Le "phénomène" S. Royal (Edito 24)
Dans chaque période pré-présidentielle, la France éprouve deux tentations désormais coutumières. La première est celle de l'imitation. La seconde est celle du frisson du neuf.
La vie politique française semble en effet préférer l'imitation à l'invention. Le dernier exemple en date réside dans la nouvelle mode de l'accession de femmes à des fonctions publiques de premier plan. L'ambiance est désormais au raisonnement suivant : après le Libéria, l'Allemagne, la Finlande, le Chili ...pourquoi une femme ne deviendrait-elle pas Présidente de la République en France ?
C'est une imitation d'ailleurs très réductrice car, dans ces exemples de pays étrangers, aucune des femmes concernées n'est parvenue à sa fonction sur la base d'un tel raisonnement. Chacune de ces femmes a un cursus distinct original qui n'est aujourd'hui transposable à aucune femme politique française.
La seconde tentation est celle du frisson du neuf. Avant chaque élection présidentielle française, l'enjeu consiste à trouver le schéma qui perturberait les rapports de forces classiques.
Jusqu'en 2002, dans cet esprit, la mode était au "troisième homme" surgit "d'ailleurs" c'est-à-dire ni de la principale force de droite (UNR puis UDR ensuite RPR et enfin UMP) ni de la principale force de gauche c'est-à-dire le PS.
Depuis 1974, chaque année précédent l'élection présidentielle a vu naître son "troisième homme". Ils eurent pour noms Michel Jobert en 1974, Coluche et Yves Montand en 1981, Bernard Tapie en 1988, le dernier en date fut JP Chevènement lors des présidentielles de 2002.
Face aux échecs cinglants systématiques de ces "troisièmes hommes", la mode semble passer du "troisième homme" à la "première femme".
Là aussi, il y a matière à s'interroger sur la réalité de cet espace. N'a-t-il pas déjà été occupé ? S'il s'agit de la première femme dans les enquêtes d'opinions, Simone Veil de façon constante, Martine Aubry, Michèle Barzach ont ponctuellement occupé déjà les premières marches des sondages.
Pour parler d'un "phénomène" Ségolène Royal, il faut que son actuelle popularité ne repose sur aucune de ces tentations éphémères de la vie politique française c'est-à-dire ni imitation ni frisson du neuf. Deux éléments de réponses sont certains à ce jour.
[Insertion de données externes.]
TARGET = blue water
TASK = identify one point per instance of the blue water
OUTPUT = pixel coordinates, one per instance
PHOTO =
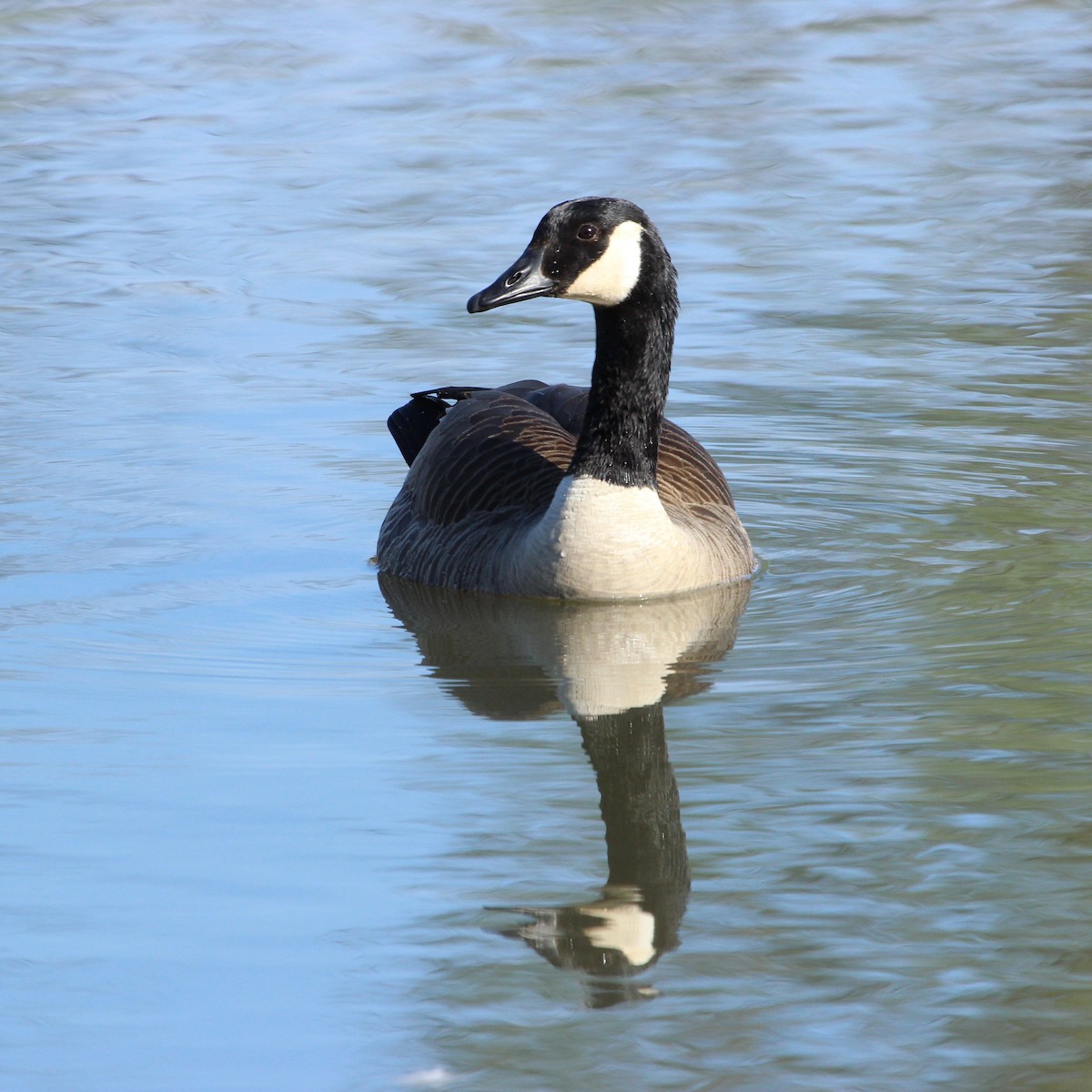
(254, 817)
D'une part, le décalage entre les repères traditionnels des politiques de 1er plan et la société est aujourd'hui quasi-total.
Les premiers ne parlent pas comme la seconde. Tout est en décalage. Le 1er terme ci-dessous est celui utilisé par les responsables politiques. Le second est celui attendu par la société. Le décalage est édifiant :
- collectivité / individu,
- travail / loisirs,
- religion / matérialisme,
- efforts / jouissance,
- certitude, doute,
- optimisme / angoisse,
- croyance / peurs,
?
Cet décalage crée un espace. Comme ce décalage est plus important que jamais, il est aussi exact que cet espace est donc plus grand que d'ordinaire.
Le second repère est que l'ambiance actuelle est aux valeurs féminines. Dans un monde d'angoisses et de précarités, la recherche d'harmonie appelle des concepts, des mots, des attitudes plus proches des valeurs féminines traditionnelles.
De la conjugaison de ces deux facteurs peut-il résulter un réel créneau pour Ségolène Royal ou s'agit-il d'abord voire exclusivement d'un "phénomène purement médiatique" par définition très éphémère ?
S. Royal doit surmonter deux obstacles pour s'inscrire pleinement dans une course présidentielle réelle. D'une part, la présidentialisation du régime accroît l'importance perçue du rôle déterminant du Chef de l'Etat. Dans un pays à la conception marquée par "l'homme providentiel", le caractère de S. Royal est ressenti comme n'ayant pas encore été suffisamment trempé par les épreuves. D'autre part, il faut compter sur un parti politique qui soit un outil performant de campagne.
Il y a donc un fossé entre la candidature virtuelle et la campagne réelle.